Me gusta escribir. Quizá sea porque
me cuesta demostrar lo que siento en persona y en cambio,
cuando escribo mis sentimientos fluyen, sin tropiezos,
sin vergüenza, tal y como son, tal y como los siento. Me gusta escribir
porque casi ni pienso y todo lo que se traduce en las letras escritas es lo que
siente mi corazón y lo que corre por mi mente. A veces es así mejor, no decir
lo que sientes, no arriesgarte a decir algo para recibir una respuesta que no
quieres o simplemente que no haya respuesta, a veces es mejor
reprimir algún gesto, un abrazo, un beso, una caricia, una sonrisa si
no se está seguro que puedan ser devueltos con la misma intensidad, la
misma intención, el mismo sentimiento.

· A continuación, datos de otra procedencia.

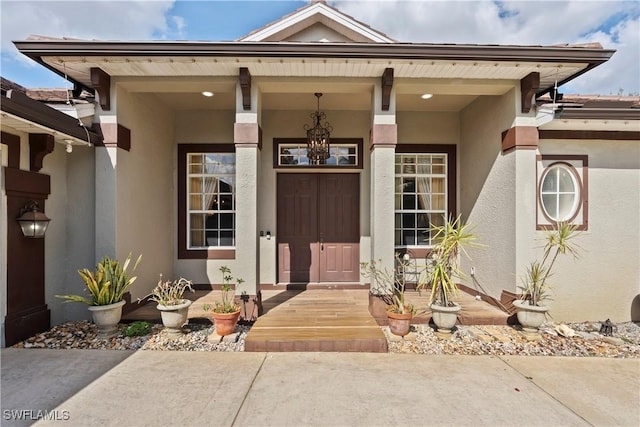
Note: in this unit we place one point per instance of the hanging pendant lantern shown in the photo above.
(33, 222)
(318, 137)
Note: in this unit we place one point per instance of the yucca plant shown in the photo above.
(558, 241)
(395, 280)
(227, 303)
(108, 284)
(170, 293)
(451, 240)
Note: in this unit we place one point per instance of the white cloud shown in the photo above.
(96, 19)
(518, 23)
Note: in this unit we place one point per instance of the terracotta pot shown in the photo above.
(225, 322)
(399, 324)
(445, 318)
(530, 316)
(174, 316)
(106, 318)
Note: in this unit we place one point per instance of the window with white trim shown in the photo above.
(421, 197)
(561, 190)
(211, 200)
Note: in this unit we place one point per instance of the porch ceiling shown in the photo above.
(75, 58)
(348, 94)
(78, 68)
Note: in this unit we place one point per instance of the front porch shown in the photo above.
(325, 319)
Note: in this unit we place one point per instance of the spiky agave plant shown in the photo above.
(557, 241)
(452, 239)
(108, 284)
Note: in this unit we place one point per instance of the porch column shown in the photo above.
(115, 137)
(384, 137)
(247, 139)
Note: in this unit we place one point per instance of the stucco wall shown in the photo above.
(428, 127)
(145, 189)
(69, 244)
(4, 161)
(487, 192)
(603, 282)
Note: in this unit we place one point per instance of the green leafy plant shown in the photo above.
(227, 304)
(170, 293)
(384, 279)
(559, 241)
(451, 239)
(107, 284)
(138, 329)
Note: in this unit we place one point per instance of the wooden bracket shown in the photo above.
(40, 144)
(101, 81)
(387, 84)
(13, 142)
(245, 86)
(529, 85)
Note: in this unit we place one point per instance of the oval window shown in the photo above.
(559, 192)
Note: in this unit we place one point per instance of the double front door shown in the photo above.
(318, 228)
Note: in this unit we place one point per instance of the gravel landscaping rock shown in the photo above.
(508, 340)
(466, 340)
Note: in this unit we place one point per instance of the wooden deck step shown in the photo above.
(316, 320)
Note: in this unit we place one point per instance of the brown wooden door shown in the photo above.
(318, 228)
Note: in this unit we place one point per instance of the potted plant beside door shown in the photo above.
(225, 313)
(531, 310)
(174, 308)
(399, 313)
(452, 239)
(106, 286)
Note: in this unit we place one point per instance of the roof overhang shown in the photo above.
(25, 114)
(74, 59)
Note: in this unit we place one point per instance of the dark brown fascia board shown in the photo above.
(39, 48)
(599, 113)
(36, 49)
(34, 111)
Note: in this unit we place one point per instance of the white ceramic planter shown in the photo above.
(445, 318)
(174, 317)
(530, 316)
(106, 318)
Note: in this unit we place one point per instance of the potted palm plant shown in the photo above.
(106, 287)
(531, 310)
(399, 314)
(174, 308)
(452, 239)
(225, 313)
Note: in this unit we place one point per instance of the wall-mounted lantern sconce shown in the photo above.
(33, 222)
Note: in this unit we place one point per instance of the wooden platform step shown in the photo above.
(344, 339)
(316, 320)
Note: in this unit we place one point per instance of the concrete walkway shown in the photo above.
(147, 388)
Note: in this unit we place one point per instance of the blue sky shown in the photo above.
(614, 24)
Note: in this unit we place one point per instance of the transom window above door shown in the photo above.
(292, 153)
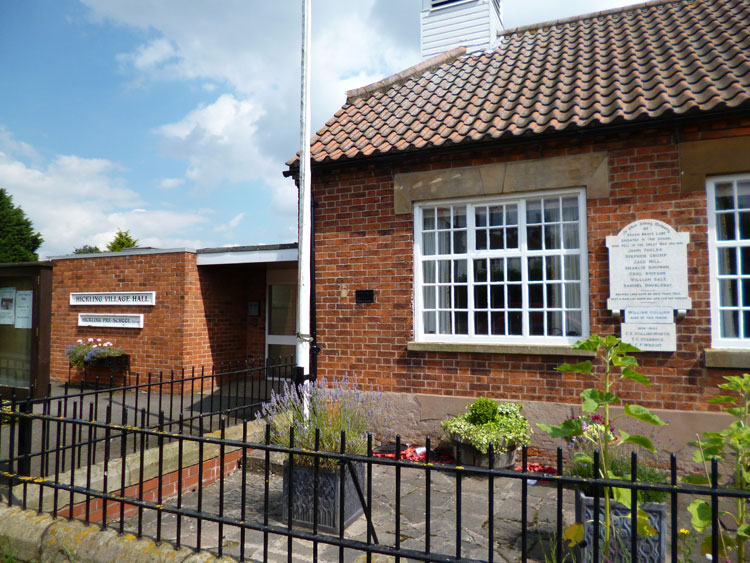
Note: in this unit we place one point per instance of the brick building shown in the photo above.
(204, 308)
(473, 195)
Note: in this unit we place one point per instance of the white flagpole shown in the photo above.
(305, 197)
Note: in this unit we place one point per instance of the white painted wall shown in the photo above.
(474, 24)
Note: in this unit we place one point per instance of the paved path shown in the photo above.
(474, 533)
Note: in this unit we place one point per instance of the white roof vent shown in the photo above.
(474, 24)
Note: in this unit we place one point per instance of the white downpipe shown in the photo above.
(305, 197)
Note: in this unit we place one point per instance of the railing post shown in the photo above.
(298, 375)
(24, 438)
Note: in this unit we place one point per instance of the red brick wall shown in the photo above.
(200, 317)
(156, 347)
(361, 243)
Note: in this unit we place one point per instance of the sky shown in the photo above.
(173, 119)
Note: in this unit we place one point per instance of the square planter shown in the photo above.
(103, 370)
(328, 496)
(651, 549)
(469, 455)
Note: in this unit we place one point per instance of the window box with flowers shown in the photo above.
(98, 360)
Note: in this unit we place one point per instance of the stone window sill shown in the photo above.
(734, 359)
(518, 349)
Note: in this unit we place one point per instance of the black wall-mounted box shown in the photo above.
(364, 296)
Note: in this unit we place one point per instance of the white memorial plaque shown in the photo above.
(648, 267)
(109, 320)
(650, 337)
(24, 308)
(114, 298)
(7, 305)
(649, 315)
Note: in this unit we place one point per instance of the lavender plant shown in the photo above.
(333, 407)
(5, 411)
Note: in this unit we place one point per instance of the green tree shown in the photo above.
(18, 241)
(122, 240)
(87, 249)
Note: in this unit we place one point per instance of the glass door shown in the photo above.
(281, 325)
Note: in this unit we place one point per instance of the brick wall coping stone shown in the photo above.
(133, 252)
(524, 349)
(30, 536)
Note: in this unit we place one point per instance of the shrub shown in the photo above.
(506, 430)
(645, 473)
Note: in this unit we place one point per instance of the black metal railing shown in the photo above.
(157, 481)
(192, 401)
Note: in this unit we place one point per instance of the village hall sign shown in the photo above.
(648, 280)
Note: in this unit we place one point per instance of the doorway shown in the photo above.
(281, 328)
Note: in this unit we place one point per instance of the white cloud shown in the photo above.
(232, 224)
(218, 142)
(74, 201)
(150, 55)
(170, 183)
(250, 53)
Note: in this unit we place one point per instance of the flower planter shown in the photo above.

A veces, no es mejor, y te arrepientes
de no haber dicho ''te echo de menos'', ''mi felicidad sin ti está
incompleta'', ''nunca me has fallado, siempre permaneces a mi lado, por eso
eres mi amiga'', ''te quiero'', '' hermanita, aunque a veces te estrangularía,
mi vida sin ti sería mucho menos divertida''... nos arrepentimos de reprimir
nuestros sentimientos, los actos que nuestro corazón espera que
hagamos, por miedo a no ser correspondidos, por desilusionarnos con la respuesta
sin pensar que los demás piensan lo mismo, y poco a poco nos vamos
decepcionando con la gente y ella con nosotros. Y aún así,
sigue decepcionándose la gente con mis actos y mis silencios y yo con
la despreocupación con la que la gente se toma mis sentimientos, y sigo
escribiendo por miedo a que cuando diga lo que siento no me tomen en serio, y
sobretodo que me decepcione la respuesta.